The funny thing is that many problems in life have a self perpetuating quality. If you have shitty judgment, you won’t walk away from other people with shitty judgment because you can’t recognize that they’re as impaired as you are. And people with good judgment, why the hell would they stick around you? Unless they’ve got good judgment that got buried just like yours. Either way, you’re not surrounded by people whose sense of right and wrong has been liberated so there’s nobody to learn by example from. You’ll have to learn from your mistakes instead. So there we are. From those who have not, everything will be taken. Unless you wake up. Unless you get deprogrammed.

Still, fixing the mess isn’t easy. PTSD isn’t just stress, cortisol, adrenaline. And even with the C for complex tagged on to it, which is commonly explained as social and self esteem issues, that’s not all. It’s also hormonal, metabolic, digestive, blood sugar, temperature regulation, eyesight, hearing, smell, touch, immune system, wound healing, proprioception, dreams, hopes, fears, intuition, spirituality, the list goes on and on. Everyone has their own fingerprint but once judgment goes out the window, everything that keeps homeostasis in the body and mind starts to doubt itself. The immune system can’t answer the question “Should I let this through?”. The eyes wonder “Am I allowed to see it this way?”. The hardest part is waiting for insight on what to try in order to turn the downward spiral into an upward spiral again. But it can be done.
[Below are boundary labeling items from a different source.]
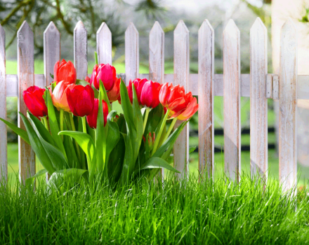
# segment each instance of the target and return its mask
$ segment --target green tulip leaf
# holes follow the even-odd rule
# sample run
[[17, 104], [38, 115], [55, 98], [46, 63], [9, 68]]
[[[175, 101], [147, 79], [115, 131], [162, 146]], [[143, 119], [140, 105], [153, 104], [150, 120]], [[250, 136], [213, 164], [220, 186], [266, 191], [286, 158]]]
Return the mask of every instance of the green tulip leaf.
[[144, 166], [140, 169], [159, 169], [164, 168], [168, 170], [171, 170], [173, 172], [180, 174], [179, 171], [171, 167], [169, 162], [160, 158], [152, 157], [148, 160]]

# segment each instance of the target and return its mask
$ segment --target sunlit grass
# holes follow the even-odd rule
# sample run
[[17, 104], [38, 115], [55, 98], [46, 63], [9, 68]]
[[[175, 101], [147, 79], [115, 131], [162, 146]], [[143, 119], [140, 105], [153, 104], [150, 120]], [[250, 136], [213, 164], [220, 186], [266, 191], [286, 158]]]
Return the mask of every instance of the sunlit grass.
[[282, 194], [277, 181], [243, 176], [198, 184], [168, 179], [121, 189], [76, 186], [62, 192], [0, 188], [0, 244], [303, 244], [307, 190]]

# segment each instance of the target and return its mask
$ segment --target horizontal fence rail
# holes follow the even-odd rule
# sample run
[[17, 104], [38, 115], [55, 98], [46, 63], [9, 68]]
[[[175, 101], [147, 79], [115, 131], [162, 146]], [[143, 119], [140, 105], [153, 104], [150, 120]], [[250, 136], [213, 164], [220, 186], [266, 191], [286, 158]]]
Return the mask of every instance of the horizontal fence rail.
[[[230, 20], [223, 31], [223, 74], [214, 74], [214, 31], [207, 20], [199, 30], [199, 73], [190, 74], [190, 32], [180, 20], [174, 30], [174, 73], [164, 74], [164, 32], [156, 22], [150, 33], [147, 74], [139, 73], [139, 34], [133, 23], [124, 36], [125, 74], [121, 76], [129, 84], [136, 78], [147, 78], [161, 83], [173, 83], [199, 96], [199, 170], [213, 176], [213, 97], [224, 99], [224, 156], [227, 176], [239, 181], [240, 161], [241, 97], [251, 99], [251, 173], [268, 174], [267, 99], [280, 101], [280, 179], [285, 190], [294, 186], [296, 173], [296, 111], [297, 99], [309, 99], [309, 76], [297, 76], [296, 31], [291, 20], [282, 29], [280, 74], [268, 74], [267, 30], [257, 18], [250, 30], [250, 74], [240, 74], [239, 30]], [[112, 64], [112, 35], [106, 23], [96, 33], [100, 63]], [[6, 97], [18, 97], [18, 111], [25, 113], [22, 97], [27, 87], [41, 88], [50, 84], [53, 64], [60, 58], [60, 34], [51, 22], [44, 34], [44, 74], [34, 74], [33, 33], [27, 22], [18, 32], [18, 75], [6, 75], [5, 33], [0, 25], [0, 117], [6, 117]], [[74, 29], [74, 62], [77, 78], [87, 76], [87, 30], [81, 21]], [[90, 76], [91, 75], [88, 75]], [[23, 125], [18, 118], [19, 125]], [[174, 146], [174, 166], [180, 178], [188, 176], [188, 129], [184, 129]], [[7, 176], [6, 128], [0, 122], [1, 174]], [[20, 179], [35, 173], [34, 155], [31, 148], [19, 139]], [[163, 172], [161, 173], [163, 178]]]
There are some things to try that are almost universally good ideas to try. Like cutting sugar, sweeteners, artificial crap and non-foods from your diet. To become that boring “I’ll have a glass of water, thank you”-person. The difficult part about this is bearing other people’s discomfort. They really can’t handle it. And here’s where judgment comes in. You see, judgment means choosing which price to pay. Long term health or short term smoothing over social bumps like not taking any food when you’re visiting friends. Judgment isn’t fun. Judgment is knowing that every decision or indecision carries a price, and weighing what price you’re willing to pay and then paying it without outsourcing the decision. It’s uncomfortable to have a body full of stress signals. It’s also uncomfortable watching other people squirm when you don’t have a cookie. Pick the discomfort you’re willing to bear. That’s a start.
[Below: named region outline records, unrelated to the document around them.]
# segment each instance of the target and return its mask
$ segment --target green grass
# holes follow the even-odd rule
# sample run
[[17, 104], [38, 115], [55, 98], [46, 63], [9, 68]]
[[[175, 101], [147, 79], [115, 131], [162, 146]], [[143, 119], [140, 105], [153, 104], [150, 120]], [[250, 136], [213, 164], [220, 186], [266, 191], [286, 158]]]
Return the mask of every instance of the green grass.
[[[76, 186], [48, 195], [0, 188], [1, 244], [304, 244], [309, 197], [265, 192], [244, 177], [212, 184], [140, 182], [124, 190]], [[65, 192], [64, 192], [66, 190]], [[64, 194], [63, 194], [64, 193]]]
From there, everybody’s road is different. Like me, taking a simple low paying side job that doesn’t require me to set an alarm clock in the mornings and doesn’t have office politics (much) but also having to live with the old programming nagging at me “You could (should) do better than this! You’ve failed!”. That’s a price, and I’ll pay it. I don’t miss my high paying jobs. There are people I look back on very fondly though, I do kinda miss two of the teams I worked on.

Note, you’d do well to discard everything I wrote here! Because you’re reading my personal judgment about my own life, not yours. Some of you really do need to find a master or tutor or helper somewhere and it’s your destiny to find him or her. Some of you need to follow the career path because something beckons. That’s the individual path. Mine wasn’t like that.

What I write here isn’t at odds with whatever you may experience, though. Subjectivity, that’s the clue. You have to look into yourself and around you to figure out what the right way of living is for you. I’m not going to do it for you, I’ve got my own cross to carry. There is just one belief I have and that is that I can heal myself and my life. So far, that belief has served me well.